Monday, March 12, 2007

Thoughts on Writing.

CONCEPT

A few thoughts on writing that I recently shared with a friend:

I'm not putting this forth as a critic but as a writer, and that is that I am always aware of certain kinds of tension when I read and write. One of the most prevalent, and in some ways straightforward, is the divide between thought and emotion.

There are some writers, many, whose highest priority is to engage your mind: to provide a catalog of paradox and ambiguity and commentary, and so to supply an immense puzzle or algorithm that must be dissected: when I think of this sort of writing I think of Stine and Nabokov and Joyce and so on.

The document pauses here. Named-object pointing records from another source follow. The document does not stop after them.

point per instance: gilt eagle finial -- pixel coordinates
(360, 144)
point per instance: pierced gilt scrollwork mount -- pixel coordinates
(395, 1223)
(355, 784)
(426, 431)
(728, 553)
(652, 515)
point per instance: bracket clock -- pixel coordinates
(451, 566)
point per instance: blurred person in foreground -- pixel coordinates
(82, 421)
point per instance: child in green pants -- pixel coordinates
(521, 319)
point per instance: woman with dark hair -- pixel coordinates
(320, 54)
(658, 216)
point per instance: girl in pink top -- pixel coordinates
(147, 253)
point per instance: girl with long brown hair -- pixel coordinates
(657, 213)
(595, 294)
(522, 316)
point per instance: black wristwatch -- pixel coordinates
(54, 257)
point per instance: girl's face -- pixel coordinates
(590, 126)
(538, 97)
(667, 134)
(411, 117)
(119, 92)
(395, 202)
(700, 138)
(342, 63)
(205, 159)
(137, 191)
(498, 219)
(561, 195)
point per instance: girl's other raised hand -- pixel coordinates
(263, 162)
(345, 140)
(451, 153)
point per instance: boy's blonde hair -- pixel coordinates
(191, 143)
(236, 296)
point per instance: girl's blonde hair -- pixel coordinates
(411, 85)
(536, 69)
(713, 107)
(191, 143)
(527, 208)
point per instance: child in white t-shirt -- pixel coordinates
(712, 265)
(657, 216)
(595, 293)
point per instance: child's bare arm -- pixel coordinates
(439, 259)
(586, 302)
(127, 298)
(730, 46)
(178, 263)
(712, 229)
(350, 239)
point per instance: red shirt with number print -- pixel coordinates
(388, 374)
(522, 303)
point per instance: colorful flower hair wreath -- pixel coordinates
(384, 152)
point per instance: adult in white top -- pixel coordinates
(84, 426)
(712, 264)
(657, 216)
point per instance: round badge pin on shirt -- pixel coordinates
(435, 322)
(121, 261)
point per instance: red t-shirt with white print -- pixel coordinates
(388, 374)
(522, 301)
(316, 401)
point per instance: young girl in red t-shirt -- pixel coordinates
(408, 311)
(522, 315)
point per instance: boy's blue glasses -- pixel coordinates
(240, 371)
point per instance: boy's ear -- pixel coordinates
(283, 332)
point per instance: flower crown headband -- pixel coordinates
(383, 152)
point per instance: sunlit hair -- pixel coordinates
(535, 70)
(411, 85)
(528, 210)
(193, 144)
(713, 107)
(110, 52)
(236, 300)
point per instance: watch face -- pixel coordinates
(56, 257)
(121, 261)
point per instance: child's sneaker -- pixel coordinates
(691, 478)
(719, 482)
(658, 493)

There are other writers, many, whose highest priority is to engage the gut: to arrest you with sensations that cannot be analyzed, not because they are not rational, but because an over-vigorous rationalization deprives them of their beauty. Which alone is enough to account for this distinction, if we allow sufficiently broad definitions of the word "beauty." When I think of this sort of writing I think of Barnes and Artaud and Faulkner and Hurston and so on.

Of course, the best writing does both: engages our minds and our guts. But I still feel most writers make a bedrock assumption of trust or mistrust of emotion, and that this assumption either precludes or forestalls the importance of empathy.

Anyway, I am definitely of the second group.